A cet instant, et alors qu'Olaf salue Dame Hilayna, deux Gronfalls se rapprochent. Siwu annonce :
- Vous avez fait une longue route, vous apprécierez sûrement de boire et manger un peu. Au cas où tu en douterais, cher ami, dit-il en s'adressant plus précisément à Owen, la reine a apprécié notre nourriture et nos boissons.

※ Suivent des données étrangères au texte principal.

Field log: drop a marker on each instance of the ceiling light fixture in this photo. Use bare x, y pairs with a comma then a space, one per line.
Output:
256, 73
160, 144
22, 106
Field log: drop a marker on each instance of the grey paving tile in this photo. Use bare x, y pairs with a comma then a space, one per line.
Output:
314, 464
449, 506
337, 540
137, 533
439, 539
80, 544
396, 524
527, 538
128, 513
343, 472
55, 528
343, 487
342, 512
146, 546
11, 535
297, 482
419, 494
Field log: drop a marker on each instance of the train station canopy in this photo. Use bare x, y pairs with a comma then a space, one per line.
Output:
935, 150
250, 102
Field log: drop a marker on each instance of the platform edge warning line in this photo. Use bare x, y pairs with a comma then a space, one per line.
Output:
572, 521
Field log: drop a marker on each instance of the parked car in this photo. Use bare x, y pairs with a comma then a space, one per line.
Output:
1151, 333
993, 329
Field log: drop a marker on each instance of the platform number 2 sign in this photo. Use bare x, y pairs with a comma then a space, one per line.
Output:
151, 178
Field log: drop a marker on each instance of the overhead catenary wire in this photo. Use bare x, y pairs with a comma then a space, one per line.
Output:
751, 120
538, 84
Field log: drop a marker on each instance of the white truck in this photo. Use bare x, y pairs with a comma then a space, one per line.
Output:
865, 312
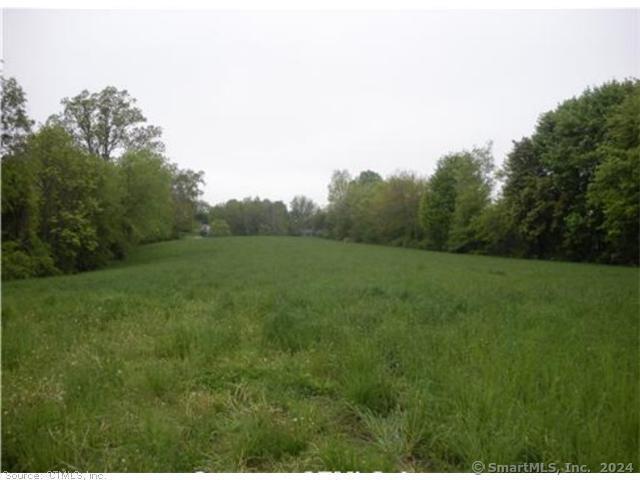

- Comment aurais-je pu me plaindre, Messire Siwu ! Vous et les vôtres avez tant fait pour nous ! Nous avons trouvé ici un refuge et un asile, sans vous, j'aurais été emportée par l'ennemi, répond Kaïra avec sincérité.
Owen salue à son tour Dame Hilayna et se dit heureux de revoir également les quatre suivantes de la reine. Il voit ensuite s'approcher plusieurs Gronfalls, dont un ne lui est pas inconnu : il se trouvait parmi la délégation présente à Petimont, lors de la réunion des Régnants. Il s'avance vers Owen et ce dernier s'incline devant lui :
- Messire Awenar, je suis heureux de vous revoir et d'autant plus que nous allons avoir besoin de vous.
- Nous parlerons sérieusement de tout cela, Maître Owen. Mais prenez place et restaurez-vous. J'espère que cette collation ne vous rappellera pas de mauvais souvenirs…
Owen sourit de l'allusion, mais Kaïra s'en étonne. Owen explique :
- J'ai survécu à de longues journées et nuits d'errance dans ce monde en me nourrissant de racines et d'eau, mon aimée. Mais la nourriture des Gronfalls est tout à fait mangeable pour nous, humains. Vous avez pu le constater vous-même. Néanmoins, Siwu et les siens se moquent toujours de moi à ce sujet.
- Je comprends, sourit Kaïra en posant sa main sur son bras.
Ce moment de détente est apprécié par tous et il n'est pas encore fait allusion au combat qui s'annonce, ni à la bataille de Rankir. Owen sait qu'il faut prendre le temps d'aborder les choses avec les petites personnes et qu'aller trop vite serait leur manquer de respect. Néanmoins, il ne veut pas non plus perdre de temps. Il sait que, sans les Gronfalls, il ne pourra pas trouver l'épée de feu qui, seule, leur permettra de combattre le Seigneur des Ténèbres.